When the whipped cream on top of your favourite coffee blend just doesn’t cut it, perhaps all that’s missing is a warm, delightful gesture from your patron server. In one of the Starbucks branches spread across Toronto, one houses a barista who’s bound to heat up even the coldest of your coffees.

Meet Sam.

For Starbucks employee and darling dancer, Sam, autism is a gift he’d like to share with the whole world. Despite the movement disorder, the teenage barista doesn’t miss a beat in handling the orders – all with a big smile and a groovy dance served for good measure.

The number of views on the video alone says he’s already done what he’d like to do. Posted on YouTube by Carly Fleischmann, who herself is an inspiring model for people with autism, the video comes with a moving story attached in the description:

“When he was offered a position to work at Starbucks Sam told his parents that for the first time in his life. […] Sam was diagnosed with autism and like some people with autism Sam has a movement disorder. Sam has a hard time keeping his body still. Sam never thought that he would be able to work behind the bar because of his sudden movements, but his manager Chris believed in him and got Sam to channel his movements into dance,” Fleischmann says.

At seventeen years old, Sam shares his dreams of becoming an actor.
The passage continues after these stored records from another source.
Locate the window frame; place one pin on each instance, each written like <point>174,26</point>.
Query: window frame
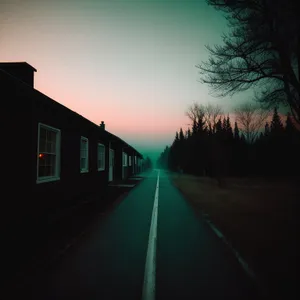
<point>101,168</point>
<point>43,179</point>
<point>86,169</point>
<point>125,158</point>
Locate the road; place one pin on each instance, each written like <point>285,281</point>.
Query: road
<point>109,262</point>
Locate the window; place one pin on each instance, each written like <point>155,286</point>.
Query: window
<point>84,154</point>
<point>48,154</point>
<point>101,157</point>
<point>125,159</point>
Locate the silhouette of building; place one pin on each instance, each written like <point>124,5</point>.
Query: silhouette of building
<point>67,156</point>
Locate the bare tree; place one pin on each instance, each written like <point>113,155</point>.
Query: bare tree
<point>209,113</point>
<point>262,50</point>
<point>251,119</point>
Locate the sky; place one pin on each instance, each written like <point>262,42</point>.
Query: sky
<point>131,64</point>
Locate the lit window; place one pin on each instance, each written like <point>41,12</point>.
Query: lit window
<point>48,158</point>
<point>84,154</point>
<point>125,156</point>
<point>101,157</point>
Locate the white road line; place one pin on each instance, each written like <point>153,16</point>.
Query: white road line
<point>150,267</point>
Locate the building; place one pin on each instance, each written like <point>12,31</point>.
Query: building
<point>71,157</point>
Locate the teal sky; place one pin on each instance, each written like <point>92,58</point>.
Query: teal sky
<point>128,63</point>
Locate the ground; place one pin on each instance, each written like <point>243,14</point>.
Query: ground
<point>258,217</point>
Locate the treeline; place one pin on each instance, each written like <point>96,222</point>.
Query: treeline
<point>218,149</point>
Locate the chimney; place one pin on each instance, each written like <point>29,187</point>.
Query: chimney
<point>20,70</point>
<point>102,125</point>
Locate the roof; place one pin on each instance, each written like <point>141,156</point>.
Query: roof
<point>20,63</point>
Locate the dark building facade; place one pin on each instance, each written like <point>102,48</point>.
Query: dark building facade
<point>71,157</point>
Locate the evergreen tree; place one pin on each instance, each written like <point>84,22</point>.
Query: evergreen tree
<point>236,132</point>
<point>267,129</point>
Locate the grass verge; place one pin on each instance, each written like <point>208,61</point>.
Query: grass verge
<point>259,218</point>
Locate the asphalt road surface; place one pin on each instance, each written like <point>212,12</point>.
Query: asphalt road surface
<point>191,262</point>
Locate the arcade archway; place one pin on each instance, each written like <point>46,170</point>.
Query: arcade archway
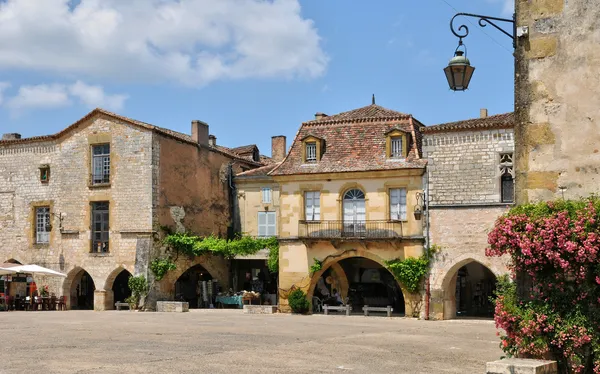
<point>195,286</point>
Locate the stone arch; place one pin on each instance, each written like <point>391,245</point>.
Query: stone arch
<point>448,282</point>
<point>70,285</point>
<point>412,303</point>
<point>110,295</point>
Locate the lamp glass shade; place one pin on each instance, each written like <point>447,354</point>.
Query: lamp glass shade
<point>459,72</point>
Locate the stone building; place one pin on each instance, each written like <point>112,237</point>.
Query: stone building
<point>257,212</point>
<point>557,105</point>
<point>470,184</point>
<point>89,202</point>
<point>348,189</point>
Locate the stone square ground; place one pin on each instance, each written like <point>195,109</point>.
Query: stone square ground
<point>227,341</point>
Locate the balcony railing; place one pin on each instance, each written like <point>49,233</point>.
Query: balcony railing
<point>99,179</point>
<point>350,229</point>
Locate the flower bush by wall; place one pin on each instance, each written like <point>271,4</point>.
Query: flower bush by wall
<point>556,245</point>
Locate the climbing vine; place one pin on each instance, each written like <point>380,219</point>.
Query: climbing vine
<point>192,245</point>
<point>411,271</point>
<point>316,266</point>
<point>160,267</point>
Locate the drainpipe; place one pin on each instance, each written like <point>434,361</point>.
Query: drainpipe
<point>427,244</point>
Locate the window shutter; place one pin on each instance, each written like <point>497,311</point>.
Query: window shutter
<point>262,223</point>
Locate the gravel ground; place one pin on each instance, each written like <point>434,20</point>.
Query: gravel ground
<point>227,341</point>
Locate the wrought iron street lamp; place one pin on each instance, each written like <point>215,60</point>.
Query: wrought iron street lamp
<point>459,70</point>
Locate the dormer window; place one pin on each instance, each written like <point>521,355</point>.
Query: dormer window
<point>311,152</point>
<point>396,144</point>
<point>397,150</point>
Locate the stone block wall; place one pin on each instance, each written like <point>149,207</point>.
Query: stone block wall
<point>464,167</point>
<point>557,105</point>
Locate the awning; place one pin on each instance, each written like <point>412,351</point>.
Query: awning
<point>263,254</point>
<point>35,270</point>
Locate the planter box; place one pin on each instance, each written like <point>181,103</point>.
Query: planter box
<point>260,309</point>
<point>172,306</point>
<point>521,366</point>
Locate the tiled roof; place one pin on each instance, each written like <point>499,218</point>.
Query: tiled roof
<point>99,111</point>
<point>244,149</point>
<point>357,144</point>
<point>368,113</point>
<point>498,121</point>
<point>262,171</point>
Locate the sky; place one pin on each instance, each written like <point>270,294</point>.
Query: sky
<point>251,69</point>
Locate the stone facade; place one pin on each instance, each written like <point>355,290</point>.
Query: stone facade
<point>464,172</point>
<point>157,178</point>
<point>557,105</point>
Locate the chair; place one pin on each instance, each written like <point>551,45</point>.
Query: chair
<point>317,305</point>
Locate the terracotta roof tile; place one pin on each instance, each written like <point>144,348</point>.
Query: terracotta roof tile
<point>365,114</point>
<point>498,121</point>
<point>99,111</point>
<point>354,141</point>
<point>262,171</point>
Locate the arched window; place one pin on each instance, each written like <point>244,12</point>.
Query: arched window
<point>354,194</point>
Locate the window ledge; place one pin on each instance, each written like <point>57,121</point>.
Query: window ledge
<point>69,232</point>
<point>99,185</point>
<point>96,254</point>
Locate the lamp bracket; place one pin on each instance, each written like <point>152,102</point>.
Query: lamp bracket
<point>463,31</point>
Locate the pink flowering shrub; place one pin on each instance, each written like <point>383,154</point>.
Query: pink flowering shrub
<point>556,246</point>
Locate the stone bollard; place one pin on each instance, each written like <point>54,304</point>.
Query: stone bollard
<point>521,366</point>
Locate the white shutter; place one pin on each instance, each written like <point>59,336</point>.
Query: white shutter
<point>271,224</point>
<point>316,206</point>
<point>262,223</point>
<point>398,204</point>
<point>266,195</point>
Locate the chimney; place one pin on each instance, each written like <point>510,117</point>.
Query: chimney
<point>11,136</point>
<point>320,115</point>
<point>200,132</point>
<point>278,148</point>
<point>212,140</point>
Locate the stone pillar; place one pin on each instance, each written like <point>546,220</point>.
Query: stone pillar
<point>102,298</point>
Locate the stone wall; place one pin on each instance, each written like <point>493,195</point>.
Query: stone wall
<point>464,166</point>
<point>557,104</point>
<point>68,194</point>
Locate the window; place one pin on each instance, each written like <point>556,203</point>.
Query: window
<point>266,224</point>
<point>507,185</point>
<point>101,164</point>
<point>266,195</point>
<point>398,204</point>
<point>44,173</point>
<point>311,152</point>
<point>100,227</point>
<point>312,205</point>
<point>396,147</point>
<point>42,225</point>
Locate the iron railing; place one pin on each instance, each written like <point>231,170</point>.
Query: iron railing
<point>99,179</point>
<point>350,229</point>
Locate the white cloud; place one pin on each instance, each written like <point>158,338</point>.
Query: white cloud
<point>50,96</point>
<point>508,6</point>
<point>94,96</point>
<point>42,96</point>
<point>3,87</point>
<point>192,42</point>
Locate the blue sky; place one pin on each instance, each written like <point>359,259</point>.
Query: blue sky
<point>250,68</point>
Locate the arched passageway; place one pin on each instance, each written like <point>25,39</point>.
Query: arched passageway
<point>358,281</point>
<point>195,286</point>
<point>120,286</point>
<point>468,291</point>
<point>79,288</point>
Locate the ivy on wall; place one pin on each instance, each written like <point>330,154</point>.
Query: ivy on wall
<point>229,248</point>
<point>411,271</point>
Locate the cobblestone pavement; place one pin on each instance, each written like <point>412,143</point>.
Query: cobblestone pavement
<point>227,341</point>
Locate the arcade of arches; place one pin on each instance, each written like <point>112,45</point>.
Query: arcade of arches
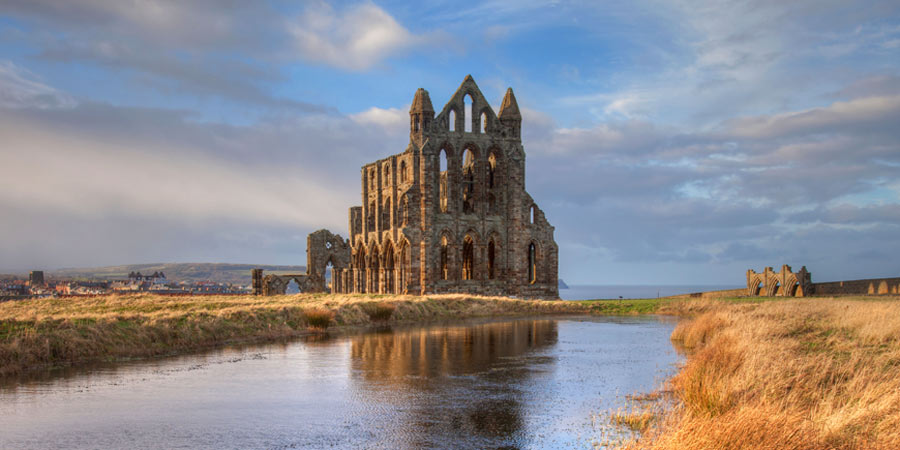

In an interview with FOX 26 Houston, Sam reminds us of the untapped potential of those who are special. “People with autism do not want to be looked at with sympathy, so I would say to anyone please, please, please keep an open mind about what people with special needs can do,” he says.

Ever the dedicated activist, Flesichmann writes on Facebook, “More people like Sam need to be seen, heard and given a chance to thrive and dance.” She goes on to add, “Sam is now known as the dancing barista. If it wasn’t for Chris believing in Sam he would never [have] believed in himself.”

As it was once said by Dr. Colin Zimbleman: “Autism … offers a chance for us to glimpse an awe-filled vision of the world that might otherwise pass us by.”